Of course, Thai food is one of the most popular cuisines on an international scale and most major cities now boast a wide selection of Thai restaurants, as this round-up on Sydney’s best Thai dishes at www.deliveroo.com.au illustrates. So it goes without saying that most visitors to Thailand will have at least sampled some of the best-known dishes before they arrive in Thailand for the first time.
But nothing beats the real and authentic flavours you’ll encounter by going to Thailand, and you can also try out the amazing regional cooking variations too.
In the north in cities like Chiang Mai, it’s tradition to eat at round tables, called Khantoke tables. Many tourists make sure to attend at least one khantoke dinner and show while they’re in town. Northern Thai food tends not to include much seafood, because of its location, and to be less salty than in other regions. Many dishes from northern Thailand have been replicated in different corners around the world, but there are some that can only be sampled locally.
Burmese curry, or Kaeng Hang Lei, is a pork belly dish, which is cooked with spices that include garlic, turmeric, ginger and tamarind. It’s served as a stew.
Another Chiang Mai dish is Kaeng Khanun, a cross between a salad and a soup. As with many northern Thai dishes, it features cherry tomatoes and pork and the flavour is a mix of sour and spice. Jackfruit adds its own special flavour to the dish.
While there are many delicious Thai soups available throughout the country, Northern Thai Noodle Soup is probably the only one that includes ant eggs! Don’t let that put you off, though, when ant eggs are mixed with the mildly spiced soup, glass noodles and sweet leaves, it’s a delicious combination.
The central region of Thailand is well-placed to draw ingredients from its neighbouring regions as well as its own area and many of the dishes are influenced by both the north and the south.
It’s common to have meals of four or five courses in the centre of Thailand, and as people generally eat with their families, a number of dishes are shared around the table. Dishes in a typical meal usually include a soup, a salad, a fried dish, a curry and a fish dish, as well as vegetables. Meals are often finished with a dessert and one of the most well-known is tong yod, which means gold drop. It’s a dessert made of sugar, syrup and egg yolks, and is seen as a blessing for prosperity for the diners. A variation is tong yip, which is made with similar ingredients and scented with jasmine.
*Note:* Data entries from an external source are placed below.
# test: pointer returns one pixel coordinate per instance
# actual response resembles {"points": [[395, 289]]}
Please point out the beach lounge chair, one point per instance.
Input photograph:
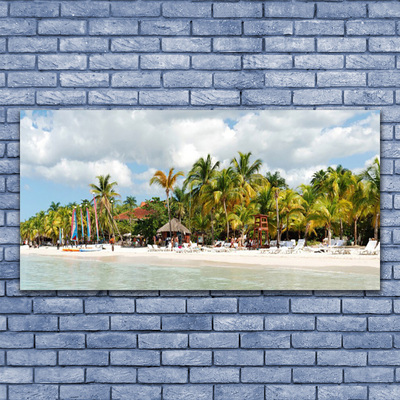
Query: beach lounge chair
{"points": [[370, 247], [299, 247]]}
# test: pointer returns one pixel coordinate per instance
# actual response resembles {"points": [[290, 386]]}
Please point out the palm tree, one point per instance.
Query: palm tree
{"points": [[247, 173], [372, 176], [223, 191], [328, 212], [201, 174], [242, 218], [201, 224], [53, 206], [277, 183], [179, 200], [130, 202], [105, 192], [309, 197], [290, 205], [167, 183]]}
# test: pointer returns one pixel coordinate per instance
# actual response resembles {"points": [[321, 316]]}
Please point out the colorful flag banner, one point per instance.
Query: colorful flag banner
{"points": [[88, 223], [74, 226], [95, 215]]}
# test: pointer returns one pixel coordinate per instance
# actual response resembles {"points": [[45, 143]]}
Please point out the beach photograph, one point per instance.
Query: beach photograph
{"points": [[200, 200]]}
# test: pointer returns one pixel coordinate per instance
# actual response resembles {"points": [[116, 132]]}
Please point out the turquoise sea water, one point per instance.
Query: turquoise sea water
{"points": [[118, 273]]}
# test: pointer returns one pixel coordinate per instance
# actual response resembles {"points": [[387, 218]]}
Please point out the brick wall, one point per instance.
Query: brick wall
{"points": [[199, 345]]}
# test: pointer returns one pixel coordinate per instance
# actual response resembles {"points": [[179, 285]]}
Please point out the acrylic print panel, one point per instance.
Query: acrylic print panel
{"points": [[186, 200]]}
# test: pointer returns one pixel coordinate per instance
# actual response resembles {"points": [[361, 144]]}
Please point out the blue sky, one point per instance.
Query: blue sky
{"points": [[63, 150]]}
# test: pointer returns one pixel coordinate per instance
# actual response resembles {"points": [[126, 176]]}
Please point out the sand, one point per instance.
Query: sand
{"points": [[304, 260]]}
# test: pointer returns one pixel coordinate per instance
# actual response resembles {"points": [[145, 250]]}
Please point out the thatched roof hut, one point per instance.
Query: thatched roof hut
{"points": [[176, 226]]}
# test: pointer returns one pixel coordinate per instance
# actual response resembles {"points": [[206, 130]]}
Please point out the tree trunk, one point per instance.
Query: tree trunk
{"points": [[376, 227], [169, 215], [212, 226], [341, 229], [287, 228], [355, 232], [329, 236], [306, 233], [227, 222], [277, 219]]}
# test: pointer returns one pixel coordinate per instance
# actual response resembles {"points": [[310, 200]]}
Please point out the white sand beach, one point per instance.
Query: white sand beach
{"points": [[353, 262]]}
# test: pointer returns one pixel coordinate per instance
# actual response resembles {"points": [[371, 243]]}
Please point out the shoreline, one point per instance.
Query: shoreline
{"points": [[236, 259]]}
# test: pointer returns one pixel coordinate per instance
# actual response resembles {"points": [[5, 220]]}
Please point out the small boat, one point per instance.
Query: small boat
{"points": [[90, 250]]}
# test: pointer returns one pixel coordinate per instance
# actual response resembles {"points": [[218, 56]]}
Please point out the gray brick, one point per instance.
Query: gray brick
{"points": [[214, 375], [165, 28], [32, 391], [61, 27], [269, 27], [111, 375], [42, 9], [135, 322], [61, 61], [320, 340], [237, 45], [375, 28], [317, 27], [83, 357], [162, 375], [242, 323], [59, 375], [214, 340], [369, 375], [32, 45], [60, 340], [290, 357], [31, 357], [19, 26], [262, 340], [217, 27], [84, 9], [32, 322], [187, 323], [129, 9], [187, 79], [98, 392], [113, 27], [186, 357], [342, 358], [289, 45], [179, 392], [317, 375], [214, 97], [163, 340], [367, 341], [346, 10], [343, 392], [342, 78], [16, 375], [341, 323], [164, 61], [193, 45], [166, 98], [181, 9], [289, 79], [136, 392], [135, 44], [266, 375], [215, 62], [369, 61], [238, 10]]}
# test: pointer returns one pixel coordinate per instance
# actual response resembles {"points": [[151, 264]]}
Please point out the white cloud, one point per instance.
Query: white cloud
{"points": [[73, 146]]}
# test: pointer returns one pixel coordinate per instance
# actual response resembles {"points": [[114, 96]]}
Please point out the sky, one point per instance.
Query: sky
{"points": [[62, 151]]}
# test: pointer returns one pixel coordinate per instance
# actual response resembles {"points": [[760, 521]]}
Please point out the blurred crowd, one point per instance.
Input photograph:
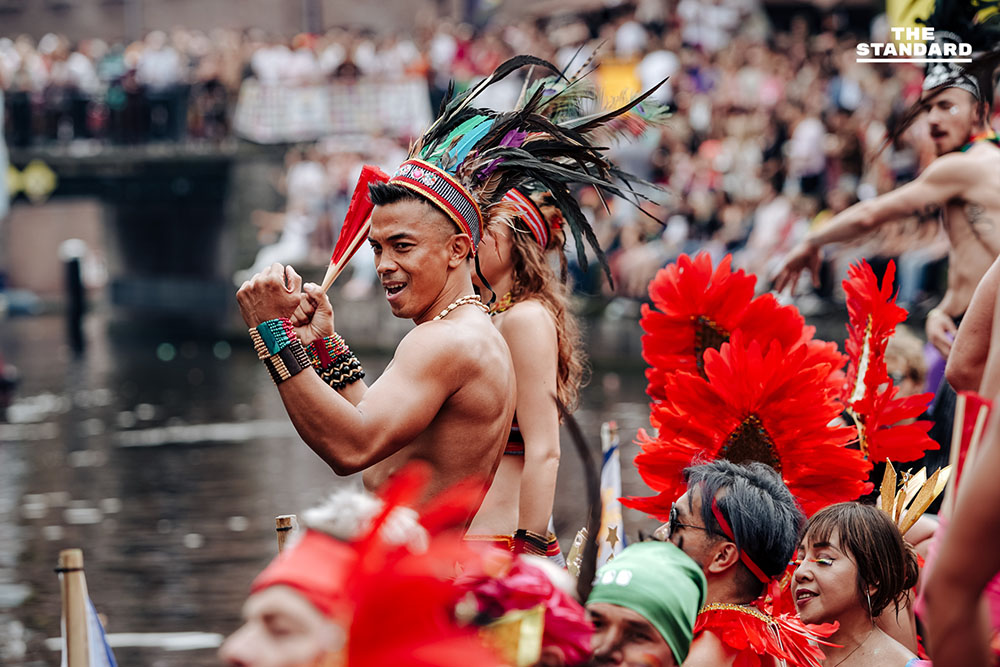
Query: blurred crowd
{"points": [[774, 129]]}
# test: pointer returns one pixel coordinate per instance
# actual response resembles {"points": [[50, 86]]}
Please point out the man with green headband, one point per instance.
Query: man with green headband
{"points": [[643, 606]]}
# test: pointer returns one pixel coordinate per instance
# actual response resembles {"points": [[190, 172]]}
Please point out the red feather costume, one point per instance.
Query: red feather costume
{"points": [[871, 397], [396, 603], [761, 639], [740, 378], [772, 406], [697, 309]]}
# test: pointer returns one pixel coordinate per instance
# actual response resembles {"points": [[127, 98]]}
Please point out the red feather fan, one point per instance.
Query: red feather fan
{"points": [[871, 397], [755, 404], [740, 378], [697, 309]]}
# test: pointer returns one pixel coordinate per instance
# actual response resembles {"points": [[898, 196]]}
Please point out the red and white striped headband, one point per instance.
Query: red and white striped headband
{"points": [[530, 214]]}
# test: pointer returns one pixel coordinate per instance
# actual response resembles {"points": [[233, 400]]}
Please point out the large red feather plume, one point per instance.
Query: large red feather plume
{"points": [[697, 309], [870, 396], [755, 403], [357, 222]]}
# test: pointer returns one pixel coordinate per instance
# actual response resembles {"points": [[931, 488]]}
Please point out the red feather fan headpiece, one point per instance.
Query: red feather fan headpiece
{"points": [[754, 404], [871, 397], [698, 309], [740, 378]]}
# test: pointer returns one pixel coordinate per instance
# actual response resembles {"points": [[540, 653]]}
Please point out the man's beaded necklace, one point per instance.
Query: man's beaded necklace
{"points": [[468, 299], [505, 303]]}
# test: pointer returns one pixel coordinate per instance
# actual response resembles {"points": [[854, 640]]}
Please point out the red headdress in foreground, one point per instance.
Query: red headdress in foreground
{"points": [[755, 404], [397, 603], [871, 397], [740, 378], [697, 309]]}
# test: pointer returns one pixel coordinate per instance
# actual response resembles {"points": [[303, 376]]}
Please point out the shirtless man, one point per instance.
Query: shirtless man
{"points": [[740, 524], [963, 188], [448, 395]]}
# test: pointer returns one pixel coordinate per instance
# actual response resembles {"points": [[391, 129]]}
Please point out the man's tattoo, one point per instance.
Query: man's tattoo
{"points": [[978, 219], [928, 212]]}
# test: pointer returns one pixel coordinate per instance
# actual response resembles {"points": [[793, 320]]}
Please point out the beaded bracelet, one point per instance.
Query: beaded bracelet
{"points": [[289, 361], [528, 542], [334, 362], [323, 351]]}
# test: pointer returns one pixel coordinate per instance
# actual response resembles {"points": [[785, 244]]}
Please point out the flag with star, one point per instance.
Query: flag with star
{"points": [[611, 539]]}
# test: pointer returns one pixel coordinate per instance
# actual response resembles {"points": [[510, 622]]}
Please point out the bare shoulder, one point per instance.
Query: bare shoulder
{"points": [[527, 318], [458, 344], [956, 167], [888, 651]]}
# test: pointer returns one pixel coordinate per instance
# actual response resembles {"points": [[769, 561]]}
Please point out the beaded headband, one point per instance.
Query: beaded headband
{"points": [[949, 74], [436, 185], [532, 217]]}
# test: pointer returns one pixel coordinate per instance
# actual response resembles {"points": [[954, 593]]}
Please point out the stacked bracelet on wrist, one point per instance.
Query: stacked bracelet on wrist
{"points": [[334, 362], [528, 542], [279, 348]]}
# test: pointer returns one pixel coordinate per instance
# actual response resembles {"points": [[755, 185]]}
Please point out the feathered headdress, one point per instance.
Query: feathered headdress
{"points": [[755, 403], [696, 309], [915, 494], [373, 582], [870, 396], [470, 158]]}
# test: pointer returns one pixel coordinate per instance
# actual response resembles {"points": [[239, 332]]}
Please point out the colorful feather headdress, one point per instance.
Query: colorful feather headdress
{"points": [[740, 378], [870, 396], [470, 158]]}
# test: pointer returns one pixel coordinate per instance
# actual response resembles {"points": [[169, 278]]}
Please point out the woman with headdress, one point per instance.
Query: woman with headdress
{"points": [[852, 566], [533, 316]]}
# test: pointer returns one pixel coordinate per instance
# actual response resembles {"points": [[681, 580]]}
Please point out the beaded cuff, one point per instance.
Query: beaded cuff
{"points": [[272, 336], [334, 362], [292, 359], [527, 542]]}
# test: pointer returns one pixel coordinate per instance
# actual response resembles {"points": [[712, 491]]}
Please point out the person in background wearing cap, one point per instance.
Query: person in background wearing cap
{"points": [[953, 188], [644, 605]]}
Each yip is a five-pointed star shape and the dessert is supposed to bring the people who eat it increased wealth.
In the south, there’s a lot of seafood included in local dishes and even when seafood itself isn’t present, fish sauce is often used, meaning that many dishes have a salty undertone. Flavours are influenced by neighbouring countries, Malaysia and Indonesia.
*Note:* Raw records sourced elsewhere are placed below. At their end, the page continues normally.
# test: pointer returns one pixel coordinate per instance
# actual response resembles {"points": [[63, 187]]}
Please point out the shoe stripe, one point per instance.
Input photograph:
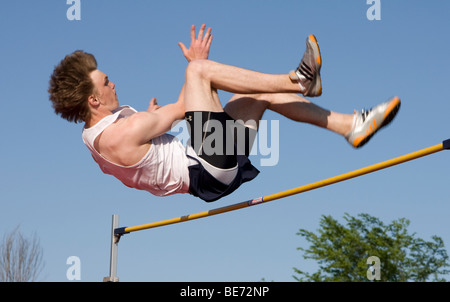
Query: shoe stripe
{"points": [[395, 102], [307, 74], [306, 67]]}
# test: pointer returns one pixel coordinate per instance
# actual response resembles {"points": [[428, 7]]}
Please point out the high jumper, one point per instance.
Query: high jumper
{"points": [[136, 148]]}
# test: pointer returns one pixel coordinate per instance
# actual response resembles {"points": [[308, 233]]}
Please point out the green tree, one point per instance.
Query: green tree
{"points": [[342, 251]]}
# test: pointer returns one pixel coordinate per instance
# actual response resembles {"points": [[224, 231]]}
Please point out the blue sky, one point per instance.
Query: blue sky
{"points": [[50, 185]]}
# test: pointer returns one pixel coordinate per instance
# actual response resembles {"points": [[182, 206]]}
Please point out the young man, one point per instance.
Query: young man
{"points": [[134, 147]]}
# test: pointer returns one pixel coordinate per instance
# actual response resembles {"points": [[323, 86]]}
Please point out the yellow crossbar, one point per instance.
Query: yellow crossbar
{"points": [[312, 186]]}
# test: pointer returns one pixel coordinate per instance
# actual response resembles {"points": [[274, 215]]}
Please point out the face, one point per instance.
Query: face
{"points": [[104, 90]]}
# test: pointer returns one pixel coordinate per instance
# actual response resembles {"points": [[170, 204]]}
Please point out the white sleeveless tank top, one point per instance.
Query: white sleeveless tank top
{"points": [[162, 171]]}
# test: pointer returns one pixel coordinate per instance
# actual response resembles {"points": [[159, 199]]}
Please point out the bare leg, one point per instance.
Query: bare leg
{"points": [[292, 106], [203, 77]]}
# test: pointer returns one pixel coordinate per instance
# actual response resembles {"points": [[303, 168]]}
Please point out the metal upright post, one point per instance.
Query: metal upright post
{"points": [[113, 257]]}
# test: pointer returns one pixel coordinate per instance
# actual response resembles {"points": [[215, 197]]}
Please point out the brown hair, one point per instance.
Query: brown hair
{"points": [[71, 85]]}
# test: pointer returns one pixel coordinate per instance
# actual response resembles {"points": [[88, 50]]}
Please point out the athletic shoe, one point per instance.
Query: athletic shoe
{"points": [[307, 73], [368, 122]]}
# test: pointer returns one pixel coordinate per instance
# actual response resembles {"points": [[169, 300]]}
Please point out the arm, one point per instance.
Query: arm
{"points": [[127, 141]]}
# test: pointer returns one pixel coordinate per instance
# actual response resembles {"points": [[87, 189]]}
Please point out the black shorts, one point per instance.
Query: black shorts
{"points": [[225, 147]]}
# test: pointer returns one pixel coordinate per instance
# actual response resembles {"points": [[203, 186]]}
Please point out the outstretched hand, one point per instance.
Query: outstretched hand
{"points": [[199, 48]]}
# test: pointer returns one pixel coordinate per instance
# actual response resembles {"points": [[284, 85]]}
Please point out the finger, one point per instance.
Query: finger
{"points": [[208, 44], [183, 47], [207, 35], [192, 32], [201, 31]]}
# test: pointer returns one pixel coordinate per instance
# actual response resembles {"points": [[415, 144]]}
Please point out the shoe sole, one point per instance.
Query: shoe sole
{"points": [[389, 115], [318, 62], [312, 41]]}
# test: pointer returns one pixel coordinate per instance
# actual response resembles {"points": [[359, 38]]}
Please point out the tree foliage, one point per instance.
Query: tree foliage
{"points": [[20, 258], [342, 251]]}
Thai cooking features many different curries, those in the south tend to be thicker in consistency compared with those in the north. And with an abundance of coconuts and pineapples in the region, it’s not surprising that these both feature in southern Thai cooking. For instance, Gaeng Som Pla is a sour curry, with a fish soup base mixed with curry paste and turmeric, which gives the dish an orange hue. Pineapple, bamboo shoots and papaya are often mixed into the dish.
If you’re ready to handle a spicy hit, try Gaeng Kua Kling – a dry and very spicy curry. The heat comes from a combination of chilli, lemongrass, garlic, galangal, salt and shrimp paste. The meat used can be pork, chicken or beef and while it cooks the spices are absorbed into the meat, creating a potently flavoured dish.
Wherever you end up travelling in Thailand, you’re guaranteed to have some amazing food on your travels. You may have your favourites, and there may be some dishes that you don’t like the sound of on paper, but be open-minded and ready to experiment! Your travel memories will be all the richer for it.